There remain some timing issues with creating the Neutron ports and getting the BDE nodes to be able to get a DHCP IP address. Depending on ‘quickly’ the virtual machines are reconfigured and being loading the OS, the Neutron ports will enable the network traffic. If the OS is already to the point where it is trying to get a DHCP address, then the virtual machine has to be reset/rebooted to get the address. The issue here is how do you know which stage the VM is in the BDE deployment process? This is the issue I continue to work through and I have not found a resolution yet.

If you have ideas, please reach out and let me know. I am hoping to solve it through the resource plugin, but ultimately I believe a more elegant solution will involve BDE to handle the NSX-v updates.

Building on Project Photon & Project Lightwave

The opportunities for VMware with Project Photon and Project Lightwave are significant. The press release stated:

Designed to help enterprise developers securely build, deploy and manage cloud-native applications, these new open source projects will integrate into VMware’s unified platform for the hybrid cloud — creating a consistent environment across the private and public cloud to support cloud-native and traditional applications.
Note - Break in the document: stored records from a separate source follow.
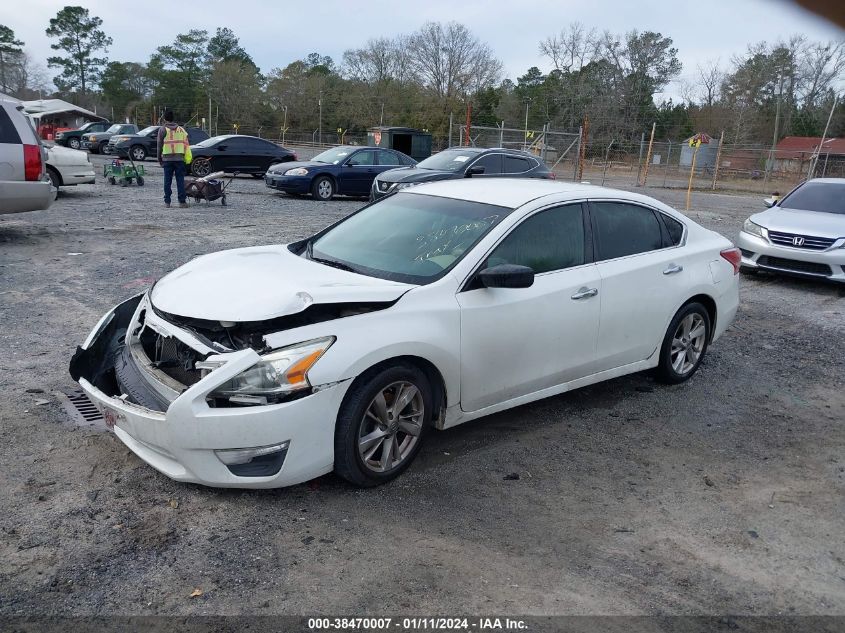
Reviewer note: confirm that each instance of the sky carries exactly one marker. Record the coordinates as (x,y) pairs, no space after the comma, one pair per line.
(276,33)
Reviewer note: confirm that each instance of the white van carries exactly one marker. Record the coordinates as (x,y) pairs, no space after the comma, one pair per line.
(23,182)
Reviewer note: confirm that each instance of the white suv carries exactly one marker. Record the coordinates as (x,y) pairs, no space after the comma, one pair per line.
(23,182)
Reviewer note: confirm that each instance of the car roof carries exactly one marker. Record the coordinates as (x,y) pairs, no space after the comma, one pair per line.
(515,192)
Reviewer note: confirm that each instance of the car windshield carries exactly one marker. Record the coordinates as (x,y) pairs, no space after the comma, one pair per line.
(827,197)
(332,156)
(407,237)
(448,160)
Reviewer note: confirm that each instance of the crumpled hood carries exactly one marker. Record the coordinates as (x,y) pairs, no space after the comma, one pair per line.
(414,174)
(802,222)
(281,168)
(262,282)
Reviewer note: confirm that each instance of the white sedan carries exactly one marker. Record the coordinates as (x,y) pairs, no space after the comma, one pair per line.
(268,366)
(802,235)
(67,167)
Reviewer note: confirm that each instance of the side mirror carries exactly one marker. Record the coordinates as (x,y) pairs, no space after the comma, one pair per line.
(507,276)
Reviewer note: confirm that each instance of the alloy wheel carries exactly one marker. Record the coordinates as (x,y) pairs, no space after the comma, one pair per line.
(391,426)
(688,343)
(201,167)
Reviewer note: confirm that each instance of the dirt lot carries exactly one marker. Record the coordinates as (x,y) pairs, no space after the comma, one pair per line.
(722,495)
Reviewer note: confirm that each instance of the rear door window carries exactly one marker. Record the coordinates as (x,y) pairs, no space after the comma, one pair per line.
(8,133)
(516,165)
(621,229)
(492,164)
(549,240)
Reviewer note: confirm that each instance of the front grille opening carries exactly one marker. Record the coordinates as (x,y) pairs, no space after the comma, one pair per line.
(171,356)
(795,265)
(81,411)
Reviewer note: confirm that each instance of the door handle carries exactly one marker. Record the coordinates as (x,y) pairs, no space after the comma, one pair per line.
(585,293)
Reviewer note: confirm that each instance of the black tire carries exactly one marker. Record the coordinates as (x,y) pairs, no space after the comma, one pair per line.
(138,152)
(201,167)
(55,181)
(353,419)
(692,348)
(322,188)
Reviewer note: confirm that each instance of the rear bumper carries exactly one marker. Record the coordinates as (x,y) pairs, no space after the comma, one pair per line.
(760,254)
(288,184)
(181,442)
(20,196)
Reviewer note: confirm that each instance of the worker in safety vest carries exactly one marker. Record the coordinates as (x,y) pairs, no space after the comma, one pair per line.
(174,154)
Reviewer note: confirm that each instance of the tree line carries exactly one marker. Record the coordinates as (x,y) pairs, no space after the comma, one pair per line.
(418,79)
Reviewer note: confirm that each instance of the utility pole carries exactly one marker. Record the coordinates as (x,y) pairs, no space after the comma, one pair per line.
(525,139)
(775,133)
(815,159)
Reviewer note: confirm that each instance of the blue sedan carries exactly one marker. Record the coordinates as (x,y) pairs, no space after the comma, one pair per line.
(344,170)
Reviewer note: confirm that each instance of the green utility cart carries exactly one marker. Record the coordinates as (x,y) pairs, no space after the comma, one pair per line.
(118,171)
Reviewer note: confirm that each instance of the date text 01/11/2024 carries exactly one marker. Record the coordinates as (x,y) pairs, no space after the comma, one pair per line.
(417,624)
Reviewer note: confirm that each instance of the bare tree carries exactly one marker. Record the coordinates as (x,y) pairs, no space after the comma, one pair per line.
(572,49)
(451,61)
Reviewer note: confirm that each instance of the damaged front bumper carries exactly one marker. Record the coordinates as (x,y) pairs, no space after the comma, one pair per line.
(172,426)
By open sourcing these projects, VMware will work with a broad ecosystem of partners and the developer community to drive common standards, security and interoperability within the cloud-native application market — leading to improved technology and greater customer choice.

What I always find interesting is the lack of discussion around the orchestration and automation of the supporting applications. The orchestration layer does not miraculously appear within a private cloud environment for the developers to consume. The pieces have to be in place in order for developers to consume the services a Mesos cluster offers them. For me, the choice is pretty obvious — expand what the Big Data Extensions framework is capable of providing. I alluded to this thought on Monday when the announcement was made.
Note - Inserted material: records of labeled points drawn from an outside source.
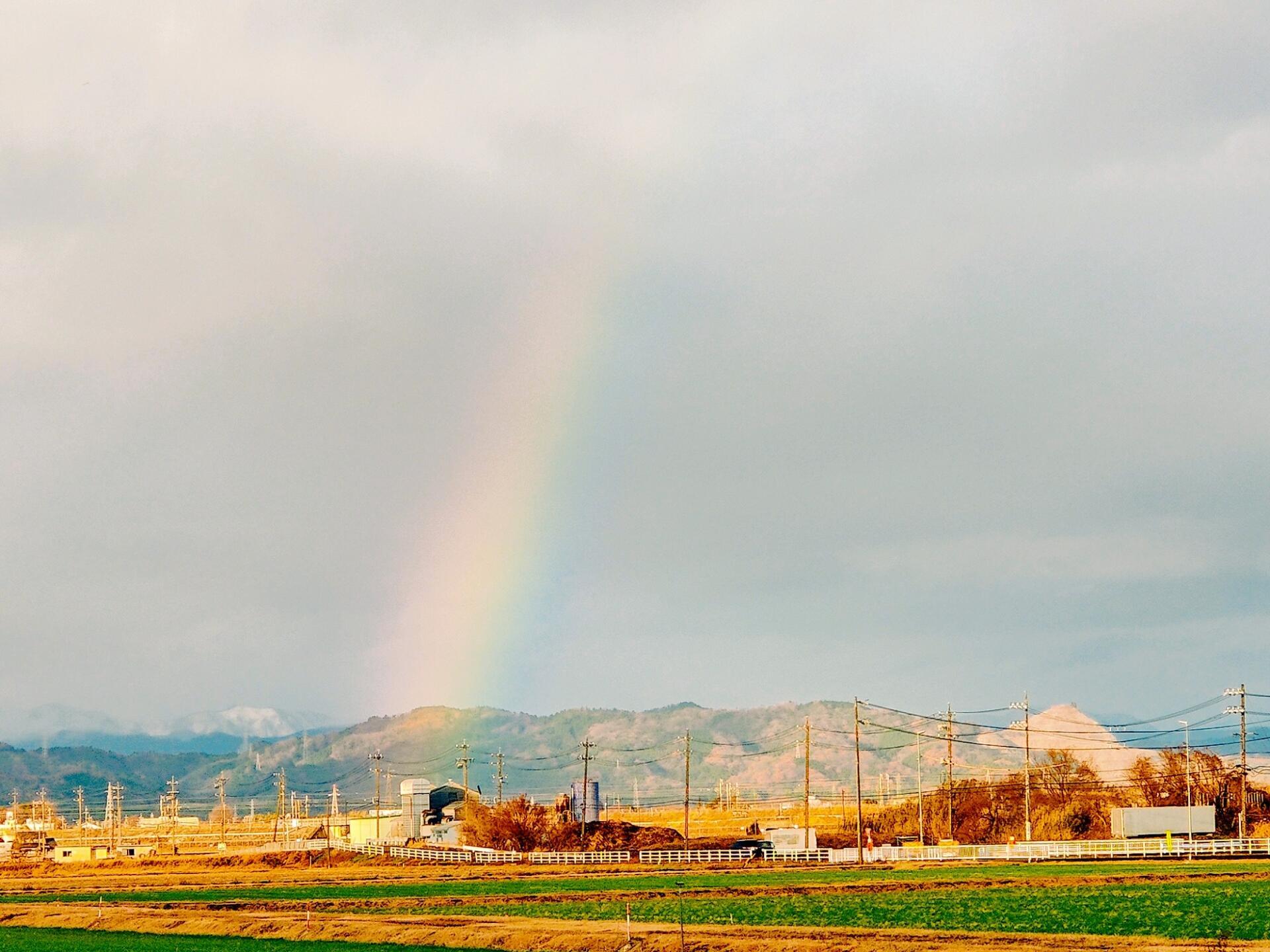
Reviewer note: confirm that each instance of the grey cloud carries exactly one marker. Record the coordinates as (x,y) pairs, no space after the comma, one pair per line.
(892,288)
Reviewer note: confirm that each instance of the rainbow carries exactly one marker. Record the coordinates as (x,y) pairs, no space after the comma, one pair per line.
(458,592)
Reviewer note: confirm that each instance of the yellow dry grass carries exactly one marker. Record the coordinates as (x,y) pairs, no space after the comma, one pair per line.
(559,936)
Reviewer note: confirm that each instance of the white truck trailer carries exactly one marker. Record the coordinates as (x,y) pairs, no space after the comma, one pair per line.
(1132,822)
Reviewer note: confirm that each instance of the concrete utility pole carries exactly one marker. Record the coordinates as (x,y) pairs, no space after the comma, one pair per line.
(586,785)
(173,810)
(1027,725)
(499,777)
(1191,824)
(921,818)
(949,733)
(1242,711)
(687,781)
(378,760)
(860,825)
(807,783)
Building on that thought and after seeing a diagram of VMware’s vision for how all the pieces tie together, I worked on a logical diagram of how the entire architecture could look like. I believe it looks something like this:



In this environment, Project Photon and Project Lightwave are able to be leveraged beyond just ESXi. By enhancing the deployment options for BDE to include ESXi on vCloud Air (not shown above), KVM and physical (through Ironic), the story is slightly changed. The story now sounds something like this:

For a developer, you choose what Cloud Native application orchestration layer (Mesos, Marathon, Chronos, CloudFoundry, etc.) you would like and communicate with it over the provided API. For operations, the deployment of the tenants within the private cloud environment can be deployed using the OpenStack API (with Heat templates). For both sides, SDLC consistency is maintained through the development process to production.
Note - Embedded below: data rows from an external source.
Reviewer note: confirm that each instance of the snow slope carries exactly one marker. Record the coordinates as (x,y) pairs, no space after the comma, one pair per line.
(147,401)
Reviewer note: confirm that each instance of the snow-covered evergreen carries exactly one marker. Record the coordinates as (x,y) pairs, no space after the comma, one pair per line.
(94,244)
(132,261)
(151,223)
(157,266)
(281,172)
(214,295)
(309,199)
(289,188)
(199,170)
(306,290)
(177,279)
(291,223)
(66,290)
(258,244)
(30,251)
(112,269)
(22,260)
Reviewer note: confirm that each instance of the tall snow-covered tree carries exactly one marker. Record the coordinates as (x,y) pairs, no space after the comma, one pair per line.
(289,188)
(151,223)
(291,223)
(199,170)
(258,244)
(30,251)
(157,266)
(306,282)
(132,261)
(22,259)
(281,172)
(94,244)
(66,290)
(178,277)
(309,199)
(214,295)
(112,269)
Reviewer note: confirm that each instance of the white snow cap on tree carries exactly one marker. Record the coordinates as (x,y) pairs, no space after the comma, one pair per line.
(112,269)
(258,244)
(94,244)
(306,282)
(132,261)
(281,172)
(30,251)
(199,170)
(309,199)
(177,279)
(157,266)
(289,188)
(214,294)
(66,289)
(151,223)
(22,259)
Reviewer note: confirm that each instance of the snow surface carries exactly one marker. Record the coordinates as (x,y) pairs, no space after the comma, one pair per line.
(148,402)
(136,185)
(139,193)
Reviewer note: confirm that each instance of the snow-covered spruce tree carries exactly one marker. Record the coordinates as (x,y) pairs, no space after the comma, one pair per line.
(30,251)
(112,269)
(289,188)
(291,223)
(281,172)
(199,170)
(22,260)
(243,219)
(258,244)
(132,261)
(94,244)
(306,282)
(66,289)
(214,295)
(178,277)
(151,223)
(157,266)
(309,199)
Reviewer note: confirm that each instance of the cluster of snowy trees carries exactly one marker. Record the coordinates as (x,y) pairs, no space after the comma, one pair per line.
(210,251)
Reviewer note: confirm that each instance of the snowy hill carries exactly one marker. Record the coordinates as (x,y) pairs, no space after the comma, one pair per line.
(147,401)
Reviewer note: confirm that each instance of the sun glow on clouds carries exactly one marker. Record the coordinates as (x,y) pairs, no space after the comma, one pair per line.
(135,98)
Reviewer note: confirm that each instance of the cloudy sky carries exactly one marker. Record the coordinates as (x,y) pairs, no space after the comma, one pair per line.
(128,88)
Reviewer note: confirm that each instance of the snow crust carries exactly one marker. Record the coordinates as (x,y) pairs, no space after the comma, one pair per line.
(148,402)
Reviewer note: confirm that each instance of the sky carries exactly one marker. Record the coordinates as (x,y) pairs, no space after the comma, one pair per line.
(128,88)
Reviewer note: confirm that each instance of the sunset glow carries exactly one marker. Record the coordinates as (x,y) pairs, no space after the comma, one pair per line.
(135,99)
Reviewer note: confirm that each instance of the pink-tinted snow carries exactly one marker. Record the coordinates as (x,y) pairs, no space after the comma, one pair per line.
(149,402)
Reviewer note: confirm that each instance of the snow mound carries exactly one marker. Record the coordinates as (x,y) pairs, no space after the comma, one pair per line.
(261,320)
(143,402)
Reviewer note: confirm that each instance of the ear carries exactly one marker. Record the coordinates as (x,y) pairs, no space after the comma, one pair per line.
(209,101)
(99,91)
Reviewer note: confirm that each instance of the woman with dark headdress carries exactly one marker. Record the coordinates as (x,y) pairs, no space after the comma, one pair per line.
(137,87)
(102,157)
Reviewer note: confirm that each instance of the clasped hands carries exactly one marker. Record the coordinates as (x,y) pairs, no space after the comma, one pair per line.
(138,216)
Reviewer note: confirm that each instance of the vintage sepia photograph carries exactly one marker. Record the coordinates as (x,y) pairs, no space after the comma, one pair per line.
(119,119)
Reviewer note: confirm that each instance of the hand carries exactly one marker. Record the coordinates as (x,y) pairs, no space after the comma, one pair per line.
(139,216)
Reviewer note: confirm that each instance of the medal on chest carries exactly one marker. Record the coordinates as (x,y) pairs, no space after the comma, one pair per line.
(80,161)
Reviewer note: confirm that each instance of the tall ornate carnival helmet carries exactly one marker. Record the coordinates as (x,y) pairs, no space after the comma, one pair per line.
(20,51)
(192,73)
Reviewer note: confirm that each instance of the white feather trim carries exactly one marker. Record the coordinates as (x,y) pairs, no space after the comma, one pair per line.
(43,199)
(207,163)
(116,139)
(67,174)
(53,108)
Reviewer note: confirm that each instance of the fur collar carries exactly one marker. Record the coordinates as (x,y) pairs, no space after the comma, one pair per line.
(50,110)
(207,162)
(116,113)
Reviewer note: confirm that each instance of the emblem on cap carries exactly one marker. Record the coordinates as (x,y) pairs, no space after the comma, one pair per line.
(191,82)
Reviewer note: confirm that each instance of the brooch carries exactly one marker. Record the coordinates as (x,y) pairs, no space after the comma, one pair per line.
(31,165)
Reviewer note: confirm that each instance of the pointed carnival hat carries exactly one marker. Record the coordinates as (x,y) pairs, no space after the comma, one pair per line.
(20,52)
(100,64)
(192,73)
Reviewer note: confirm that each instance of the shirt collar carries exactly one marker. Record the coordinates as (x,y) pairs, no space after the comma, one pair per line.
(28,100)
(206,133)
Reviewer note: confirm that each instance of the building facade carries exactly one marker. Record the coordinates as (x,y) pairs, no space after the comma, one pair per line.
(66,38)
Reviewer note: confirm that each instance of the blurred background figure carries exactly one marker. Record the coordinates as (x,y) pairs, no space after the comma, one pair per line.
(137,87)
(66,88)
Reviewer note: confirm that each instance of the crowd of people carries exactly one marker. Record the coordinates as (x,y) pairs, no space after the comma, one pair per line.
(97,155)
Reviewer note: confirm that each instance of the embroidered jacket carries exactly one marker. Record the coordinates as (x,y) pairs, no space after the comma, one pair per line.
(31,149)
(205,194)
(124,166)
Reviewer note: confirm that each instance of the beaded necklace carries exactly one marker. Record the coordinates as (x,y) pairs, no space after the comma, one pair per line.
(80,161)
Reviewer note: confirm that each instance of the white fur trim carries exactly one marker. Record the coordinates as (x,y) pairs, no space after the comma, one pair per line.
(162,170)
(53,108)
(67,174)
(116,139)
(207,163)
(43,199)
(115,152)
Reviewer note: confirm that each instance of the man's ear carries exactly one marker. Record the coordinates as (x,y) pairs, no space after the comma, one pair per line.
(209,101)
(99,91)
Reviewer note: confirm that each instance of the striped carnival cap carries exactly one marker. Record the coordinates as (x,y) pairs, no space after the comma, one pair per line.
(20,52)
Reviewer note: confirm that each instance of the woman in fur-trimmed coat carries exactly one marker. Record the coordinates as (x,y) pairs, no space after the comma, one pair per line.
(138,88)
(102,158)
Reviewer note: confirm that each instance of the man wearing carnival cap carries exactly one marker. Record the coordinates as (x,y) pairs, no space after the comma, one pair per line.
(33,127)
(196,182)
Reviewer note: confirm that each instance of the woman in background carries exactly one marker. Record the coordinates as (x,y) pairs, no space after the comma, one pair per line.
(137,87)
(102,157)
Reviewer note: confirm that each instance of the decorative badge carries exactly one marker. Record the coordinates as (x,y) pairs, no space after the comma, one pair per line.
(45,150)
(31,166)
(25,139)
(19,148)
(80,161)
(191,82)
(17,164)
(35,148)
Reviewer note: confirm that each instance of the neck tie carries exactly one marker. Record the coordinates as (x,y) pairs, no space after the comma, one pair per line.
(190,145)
Simplicity is achieved by only interacting with two APIs — one for operations and one for development. There is large amount of work to do here. First, I need to continue to improve the OpenStack resource plugin to be production-ready. Second, testing of Project Photon inside BDE needs to take place — I imagine there will be some work to have it integrated correctly with the Chef server. Third, the deployment mechanism inside BDE needs to be enhanced to support other options. If the first two were a heavy lift, the last one is going to take a small army — but it is a challenge I am ready to take on!

Ultimately, I feel the gaps in OpenStack around Platform-as-a-Service orchestration can be solved though integrating Big Data Extensions. The framework is more robust and mature when compared to the Sahara offering. The potential is there, it just needs to be executed on.